ElevenLabs
ElevenLabs is an AI audio research and deployment company founded in 2022 that develops text-to-speech, voice cloning, dubbing, and conversational voice agent technologies based on proprietary deep learning models.
ElevenLabs is a London- and New York-based artificial intelligence company specialising in generative audio and voice technologies. Founded in 2022 by former Google engineer Piotr Dabkowski and former Palantir deployment strategist Mati Staniszewski, the company emerged with a focus on high-quality multilingual text-to-speech and voice cloning, and has since expanded to dubbing, sound effects generation, conversational voice agents, and audio APIs for developers. The company's models are notable for naturalness of prosody, emotional expressiveness, and cross-lingual capability, and have been widely adopted in audiobook production, gaming, accessibility, education, journalism, and customer service.
Products and Capabilities
Text-to-Speech
ElevenLabs's text-to-speech models generate naturalistic spoken audio from written text with control over voice, language, accent, emotion, and pacing. The platform supports a library of ready-made voices as well as custom voices, and offers programmatic control through an API. Multilingual model variants such as Multilingual v2 and Turbo v2 added support for languages spanning English, Spanish, German, French, Italian, Portuguese, Polish, Dutch, Hindi, Arabic, Chinese, Japanese, Korean, and others, with cross-lingual voice transfer that preserves speaker identity across languages.
Voice Cloning
ElevenLabs offers Instant Voice Cloning, which produces a voice copy from a short audio sample of around one minute, and Professional Voice Cloning, which trains a higher-fidelity voice clone from several hours of studio-quality recordings. Voice cloning has been used for audiobook production by authors recreating archival voices with permission, for accessibility tools that allow individuals losing their ability to speak to retain a personal voice, and for media localisation.
Dubbing
The ElevenLabs Dubbing service translates and dubs video content into multiple target languages while preserving the original speaker's voice characteristics. The service segments input video by speaker, transcribes the audio, translates the transcript, and re-synthesises speech in the target language using cross-lingual voice transfer.

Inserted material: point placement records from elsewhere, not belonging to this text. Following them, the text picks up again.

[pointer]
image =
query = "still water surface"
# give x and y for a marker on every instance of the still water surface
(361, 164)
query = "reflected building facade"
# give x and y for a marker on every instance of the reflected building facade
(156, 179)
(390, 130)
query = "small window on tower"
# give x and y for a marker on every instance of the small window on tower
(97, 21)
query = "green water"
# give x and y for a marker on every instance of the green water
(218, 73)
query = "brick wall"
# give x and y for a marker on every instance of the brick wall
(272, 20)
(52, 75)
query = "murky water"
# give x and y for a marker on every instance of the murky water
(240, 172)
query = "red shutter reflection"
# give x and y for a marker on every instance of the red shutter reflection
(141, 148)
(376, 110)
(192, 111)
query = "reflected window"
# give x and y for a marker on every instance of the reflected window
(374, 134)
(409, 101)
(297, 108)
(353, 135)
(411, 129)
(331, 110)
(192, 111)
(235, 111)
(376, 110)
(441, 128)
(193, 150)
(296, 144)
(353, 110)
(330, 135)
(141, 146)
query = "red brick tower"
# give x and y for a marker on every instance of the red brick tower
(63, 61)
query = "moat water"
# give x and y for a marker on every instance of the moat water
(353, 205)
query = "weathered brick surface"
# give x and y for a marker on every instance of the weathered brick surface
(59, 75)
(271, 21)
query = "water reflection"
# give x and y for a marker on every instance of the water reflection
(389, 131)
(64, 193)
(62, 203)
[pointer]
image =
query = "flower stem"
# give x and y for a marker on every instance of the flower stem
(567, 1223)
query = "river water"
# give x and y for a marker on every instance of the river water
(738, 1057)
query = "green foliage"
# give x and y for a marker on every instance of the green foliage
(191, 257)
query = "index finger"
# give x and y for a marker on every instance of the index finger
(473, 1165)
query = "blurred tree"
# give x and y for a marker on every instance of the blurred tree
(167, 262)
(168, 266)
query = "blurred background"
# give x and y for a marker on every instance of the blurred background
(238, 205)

Conversational AI and Voice Agents
The Conversational AI platform allows developers to build low-latency voice agents that combine large language model reasoning with ElevenLabs's text-to-speech and a speech recognition front end. Use cases include customer service voice bots, telephone-based assistants, and interactive characters for games and virtual reality applications.
Sound Effects and Audio APIs
A sound effects generation product produces short audio clips from text prompts. The company also offers speech-to-text APIs and APIs for developers to integrate audio generation into mobile apps, websites, and enterprise software.
Safety and Responsible Use
The realism of ElevenLabs voice cloning has raised concerns about misuse for fraud, harassment, and political disinformation, including a high-profile 2024 incident involving cloned political speech in the United States. The company has invested in safety measures including the AI Speech Classifier, an open detection model that estimates whether audio was generated by ElevenLabs, voice verification at clone-creation time, content moderation on the generation pipeline, terms of service prohibiting deceptive impersonation, and participation in industry initiatives such as the Coalition for Content Provenance and Authenticity (C2PA). The company has also been a signatory and contributor to safety frameworks discussed in international AI safety conferences.
Funding and Growth
ElevenLabs raised a Series A round in 2023 led by Andreessen Horowitz at a reported valuation in the hundreds of millions of US dollars, followed by a Series B in 2024 at a multi-billion-dollar valuation with participation from Andreessen Horowitz, Sequoia, NEA, ICONIQ Capital, World Innovation Lab, and others. The company has expanded into enterprise sales with customers in publishing, gaming, e-learning, and media.
Open Models and Research
ElevenLabs publishes a portion of its research and has open-sourced certain models including the AI Speech Classifier. The company also operates research collaborations with academic institutions on voice biometrics, accessibility, and synthetic media safety.
References
- ElevenLabs. (2024). Company Overview and Research Page. London: ElevenLabs Inc.
- ElevenLabs. (2024). AI Speech Classifier: Detecting Synthetic Speech. ElevenLabs Research Blog.
- Coalition for Content Provenance and Authenticity (C2PA). (2024). Technical Specification 2.0.
- MOSTI Malaysia. (2024). National Guidelines on Artificial Intelligence Governance and Ethics. Putrajaya: MOSTI.
- Malaysian Communications and Multimedia Commission. (2024). Guidelines on Online Safety. Cyberjaya: MCMC.